Mira stared at Bree, but she didn’t argue.

I’m not used to having Bree agree with me. It felt wrong. It made me second-guess myself. It has been a long time since she betrayed me and set about destroying every part of my social life, but my defenses still come up every time I’m around her. I keep looking for the knife in her hands coming at my back, but it’s not there. I don’t know where she’s keeping it or when she’ll decide to get it out again. I have accepted that I can’t read her at all.

“Okay, thanks,” I said. “How are things up here?”

I haven’t been up to the room where Masterson has Sally esconced. He’s always prowling around up there, always ready to growl at me, and I haven’t wanted to face him. I hoped that Sally would forgive me. At the same time, I wanted to tell her about the pregnancy. I wanted to talk to someone who understands what it’s like to carry a baby in the After.
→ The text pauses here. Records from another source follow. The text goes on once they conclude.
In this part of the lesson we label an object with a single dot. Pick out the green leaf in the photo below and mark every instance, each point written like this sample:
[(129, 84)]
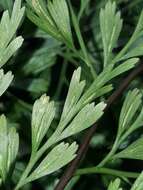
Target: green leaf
[(38, 14), (83, 6), (111, 25), (54, 19), (8, 28), (42, 116), (60, 14), (138, 185), (84, 119), (123, 67), (9, 143), (7, 4), (42, 58), (56, 159), (115, 185), (130, 107), (134, 151), (5, 80), (134, 52), (74, 93)]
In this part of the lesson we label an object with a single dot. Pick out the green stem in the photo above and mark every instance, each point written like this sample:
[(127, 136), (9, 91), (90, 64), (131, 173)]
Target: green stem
[(61, 80), (96, 170), (109, 155)]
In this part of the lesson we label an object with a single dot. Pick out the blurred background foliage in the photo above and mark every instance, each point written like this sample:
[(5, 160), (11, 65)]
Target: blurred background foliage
[(44, 65)]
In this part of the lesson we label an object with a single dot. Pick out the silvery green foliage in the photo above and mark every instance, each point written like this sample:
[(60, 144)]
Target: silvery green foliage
[(5, 80), (131, 119), (9, 143), (75, 118), (55, 18), (8, 27), (9, 44), (115, 185), (111, 25), (138, 184)]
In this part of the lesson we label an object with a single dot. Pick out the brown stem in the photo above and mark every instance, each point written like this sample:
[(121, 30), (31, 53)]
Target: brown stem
[(68, 174)]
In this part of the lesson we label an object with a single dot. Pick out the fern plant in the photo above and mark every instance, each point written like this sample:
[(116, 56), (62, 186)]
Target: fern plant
[(53, 133)]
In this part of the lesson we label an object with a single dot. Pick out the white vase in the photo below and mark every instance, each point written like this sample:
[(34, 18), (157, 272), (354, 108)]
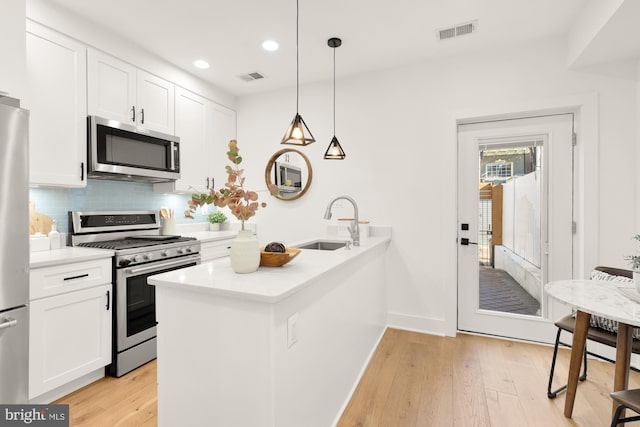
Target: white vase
[(245, 252)]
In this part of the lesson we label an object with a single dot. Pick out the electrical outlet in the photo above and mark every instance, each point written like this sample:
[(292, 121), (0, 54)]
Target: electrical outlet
[(292, 329)]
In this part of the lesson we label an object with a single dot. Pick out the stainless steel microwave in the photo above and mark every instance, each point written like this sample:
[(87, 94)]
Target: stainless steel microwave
[(123, 152)]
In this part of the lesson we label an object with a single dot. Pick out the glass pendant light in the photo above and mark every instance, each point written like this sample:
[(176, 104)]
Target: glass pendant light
[(298, 133), (334, 151)]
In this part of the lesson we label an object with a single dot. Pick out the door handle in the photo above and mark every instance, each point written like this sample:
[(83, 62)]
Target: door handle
[(8, 322)]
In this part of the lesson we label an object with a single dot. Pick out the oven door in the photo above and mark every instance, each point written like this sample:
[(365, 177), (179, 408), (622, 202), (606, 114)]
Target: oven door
[(136, 300)]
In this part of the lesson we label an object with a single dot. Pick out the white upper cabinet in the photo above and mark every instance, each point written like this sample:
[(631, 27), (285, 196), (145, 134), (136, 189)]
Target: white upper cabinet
[(223, 122), (155, 103), (121, 92), (193, 127), (12, 46), (56, 96), (205, 129)]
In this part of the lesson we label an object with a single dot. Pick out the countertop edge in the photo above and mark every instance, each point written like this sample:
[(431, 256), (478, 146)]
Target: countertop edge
[(161, 280), (67, 255)]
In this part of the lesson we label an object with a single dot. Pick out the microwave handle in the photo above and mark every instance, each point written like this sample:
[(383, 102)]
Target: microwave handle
[(175, 156)]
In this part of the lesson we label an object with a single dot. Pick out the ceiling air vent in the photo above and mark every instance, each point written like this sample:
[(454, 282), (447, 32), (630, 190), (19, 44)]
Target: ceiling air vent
[(251, 76), (458, 30)]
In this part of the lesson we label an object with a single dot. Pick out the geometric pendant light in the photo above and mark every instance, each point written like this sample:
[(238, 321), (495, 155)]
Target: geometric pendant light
[(298, 133), (334, 151)]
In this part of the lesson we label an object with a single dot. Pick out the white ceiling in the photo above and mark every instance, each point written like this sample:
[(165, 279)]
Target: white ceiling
[(376, 34)]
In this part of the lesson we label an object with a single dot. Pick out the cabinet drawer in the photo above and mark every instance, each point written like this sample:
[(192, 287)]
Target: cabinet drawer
[(49, 281), (213, 250)]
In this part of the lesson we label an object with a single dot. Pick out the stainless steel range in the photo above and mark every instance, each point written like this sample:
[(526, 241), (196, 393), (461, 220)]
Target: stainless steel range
[(140, 251)]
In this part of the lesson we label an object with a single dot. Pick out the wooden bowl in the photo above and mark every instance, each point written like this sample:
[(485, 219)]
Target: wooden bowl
[(277, 259)]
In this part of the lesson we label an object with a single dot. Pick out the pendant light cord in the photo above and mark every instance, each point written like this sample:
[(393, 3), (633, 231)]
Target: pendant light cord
[(334, 91), (297, 56)]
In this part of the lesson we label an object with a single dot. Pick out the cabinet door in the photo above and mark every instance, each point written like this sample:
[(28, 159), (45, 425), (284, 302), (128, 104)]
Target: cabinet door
[(112, 88), (223, 129), (191, 127), (155, 103), (56, 96), (69, 336), (12, 46)]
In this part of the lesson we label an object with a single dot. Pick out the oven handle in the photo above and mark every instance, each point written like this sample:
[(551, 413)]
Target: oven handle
[(163, 265)]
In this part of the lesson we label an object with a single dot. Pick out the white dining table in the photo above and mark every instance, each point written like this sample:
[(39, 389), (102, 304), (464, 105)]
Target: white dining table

At first, the two of them fobbed me off, telling me that things were fine. I asked about Sally specifically, how she was and if we were likely to see her any time soon. Bree and Mira exchanged a glance, weighing up how much to tell me.

“David says she’s depressed,” Bree said.

I restrained the reflex to bridle at her use of the familiar name; no-one except Sally calls him that. Most of the group doesn’t even know his full name – he’s just Masterson or the doctor. I wanted to ask her if she was screwing him too, but the words didn’t quite make it to my teeth.
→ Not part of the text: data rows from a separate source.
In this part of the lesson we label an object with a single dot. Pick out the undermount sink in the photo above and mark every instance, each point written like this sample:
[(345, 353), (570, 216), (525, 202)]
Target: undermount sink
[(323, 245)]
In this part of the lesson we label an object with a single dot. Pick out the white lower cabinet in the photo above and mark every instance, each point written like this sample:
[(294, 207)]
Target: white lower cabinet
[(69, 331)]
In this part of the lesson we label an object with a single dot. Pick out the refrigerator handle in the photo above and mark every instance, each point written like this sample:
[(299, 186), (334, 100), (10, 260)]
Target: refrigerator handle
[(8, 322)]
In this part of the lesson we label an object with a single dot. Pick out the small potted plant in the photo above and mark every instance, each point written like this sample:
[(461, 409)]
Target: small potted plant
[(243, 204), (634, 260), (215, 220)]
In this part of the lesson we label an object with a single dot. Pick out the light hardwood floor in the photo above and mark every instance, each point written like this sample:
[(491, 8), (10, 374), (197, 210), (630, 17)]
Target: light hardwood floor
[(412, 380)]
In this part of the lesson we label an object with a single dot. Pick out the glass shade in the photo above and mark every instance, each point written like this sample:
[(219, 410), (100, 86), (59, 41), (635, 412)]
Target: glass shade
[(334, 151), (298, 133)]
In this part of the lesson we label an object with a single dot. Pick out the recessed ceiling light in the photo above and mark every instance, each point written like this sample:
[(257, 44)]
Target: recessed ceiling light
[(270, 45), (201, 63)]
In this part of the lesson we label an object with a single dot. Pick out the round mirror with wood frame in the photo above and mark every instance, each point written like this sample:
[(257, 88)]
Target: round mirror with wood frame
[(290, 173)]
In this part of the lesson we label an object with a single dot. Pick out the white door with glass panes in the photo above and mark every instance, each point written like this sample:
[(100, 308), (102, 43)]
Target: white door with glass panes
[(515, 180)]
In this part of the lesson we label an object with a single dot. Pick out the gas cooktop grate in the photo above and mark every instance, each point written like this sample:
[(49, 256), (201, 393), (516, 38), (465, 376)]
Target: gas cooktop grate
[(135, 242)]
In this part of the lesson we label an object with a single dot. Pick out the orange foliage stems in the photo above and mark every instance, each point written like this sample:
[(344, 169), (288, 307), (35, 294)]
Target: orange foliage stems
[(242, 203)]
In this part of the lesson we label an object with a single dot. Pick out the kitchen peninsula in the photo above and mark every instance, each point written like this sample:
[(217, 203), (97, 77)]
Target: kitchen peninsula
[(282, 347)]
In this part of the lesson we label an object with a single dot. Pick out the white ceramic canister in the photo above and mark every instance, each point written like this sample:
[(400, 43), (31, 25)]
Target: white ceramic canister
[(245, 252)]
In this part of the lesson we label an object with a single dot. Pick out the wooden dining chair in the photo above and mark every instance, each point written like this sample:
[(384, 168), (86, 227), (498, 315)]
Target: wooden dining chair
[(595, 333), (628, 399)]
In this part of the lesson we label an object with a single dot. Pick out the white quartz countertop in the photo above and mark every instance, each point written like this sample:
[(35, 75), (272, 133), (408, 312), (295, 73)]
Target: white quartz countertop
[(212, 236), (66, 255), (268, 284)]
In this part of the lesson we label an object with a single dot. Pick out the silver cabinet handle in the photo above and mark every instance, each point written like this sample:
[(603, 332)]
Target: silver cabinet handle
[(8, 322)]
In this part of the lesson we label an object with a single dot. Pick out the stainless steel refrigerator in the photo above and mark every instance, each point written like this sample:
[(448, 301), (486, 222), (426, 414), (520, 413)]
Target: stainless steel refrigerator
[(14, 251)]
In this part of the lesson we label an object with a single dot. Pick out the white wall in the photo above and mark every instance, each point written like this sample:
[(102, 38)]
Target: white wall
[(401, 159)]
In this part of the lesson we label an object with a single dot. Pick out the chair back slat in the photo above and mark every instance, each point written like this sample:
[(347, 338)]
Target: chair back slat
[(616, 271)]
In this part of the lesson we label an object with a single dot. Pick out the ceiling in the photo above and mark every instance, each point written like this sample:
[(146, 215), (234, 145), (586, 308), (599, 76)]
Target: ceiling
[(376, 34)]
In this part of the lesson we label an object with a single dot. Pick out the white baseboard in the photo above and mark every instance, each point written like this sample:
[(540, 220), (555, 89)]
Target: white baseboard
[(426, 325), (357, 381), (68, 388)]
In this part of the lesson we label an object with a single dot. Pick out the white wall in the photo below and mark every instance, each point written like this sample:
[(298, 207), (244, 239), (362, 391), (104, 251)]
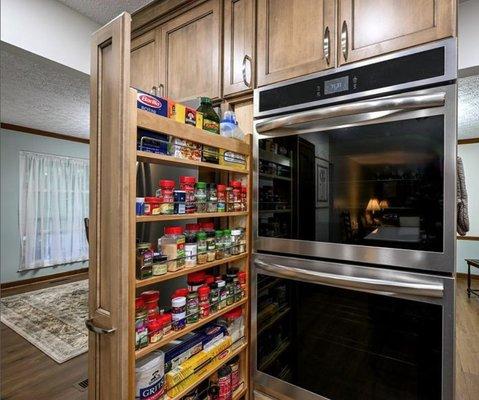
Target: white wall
[(49, 29), (468, 34)]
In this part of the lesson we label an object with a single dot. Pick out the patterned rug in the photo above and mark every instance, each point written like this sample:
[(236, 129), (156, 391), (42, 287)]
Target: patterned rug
[(51, 319)]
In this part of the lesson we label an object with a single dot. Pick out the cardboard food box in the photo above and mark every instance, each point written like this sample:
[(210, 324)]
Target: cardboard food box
[(154, 104)]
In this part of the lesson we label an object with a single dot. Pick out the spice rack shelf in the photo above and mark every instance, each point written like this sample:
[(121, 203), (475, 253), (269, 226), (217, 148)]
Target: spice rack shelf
[(154, 158), (173, 335), (236, 395), (167, 126), (179, 217), (171, 275)]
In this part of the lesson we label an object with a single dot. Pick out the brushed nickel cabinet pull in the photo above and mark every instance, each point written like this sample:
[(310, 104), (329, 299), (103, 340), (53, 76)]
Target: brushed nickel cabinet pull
[(345, 41)]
“He says it’s hormones,” Mira added. “And the infection.”


“She had an infection, after Felix was born,” Bree said. So, the name had stuck to the baby. I was glad about that, but worried by the rest. “David says it’s not uncommon. She was really sick for a while, but she’s over that now. He says she’s recovering, but now there’s post-natal depression to deal with.” She hesitated for a beat. “I don’t think we have any drugs for that.”

There wasn’t much for me to say. I told them to let me know if they needed anything, for her or the baby. They nodded and agreed in that offhand way that says they don’t expect to ever take me up on that. I left with empty hands and empty offers.

Bree has recovered from Warren’s attack, but Conroy hasn’t been so lucky. The lump on his head is shrinking slowly and his eyes are no longer uneven and out of focus, but there’s damage we can’t see. He doesn’t remember the incident at all, and he lost a few days before that, too. He has trouble recalling things now – if you ask him to do something, he’ll go off to do it, but when he’s finished, he sometimes forgets who asked him. Sometimes he forgets what he was supposd to do when he gets to his destination.

As far as I know, the doctor hasn’t put a label on it. Conroy is keeping to himself about it; I think he forgets more than he lets on. He’s scared to admit what’s really going on inside that skull of his and I don’t blame him: he’s lost something fundamental and he doesn’t know if he’ll get it back.

I don’t know anything about this kind of thing: all I know is that it’s complicated and no-one really understands it fully. Maybe it’s possible for him to heal. Maybe all he needs is time. Hopefully we can give him that much.

In the meantime, Kostoya is keeping a close eye on him. The biochemist is always nearby, chivvying Conroy on in his work, asking questions and wondering if he’s done yet. His questions are layered with reminders about what they’re doing; I’m not sure, but I think he’s doing it on purpose. If Conroy has noticed, he hasn’t said anything.

Maybe if no-one mentions it, they can carry on as if nothing has truly changed. As solutions go, that one’s pretty painless for everyone involved.

I wish there were more solutions like that for us. ‘Painless’ isn’t a word that I have had much chance to throw around. We make it work whatever way we can, and I guess that’s what matters.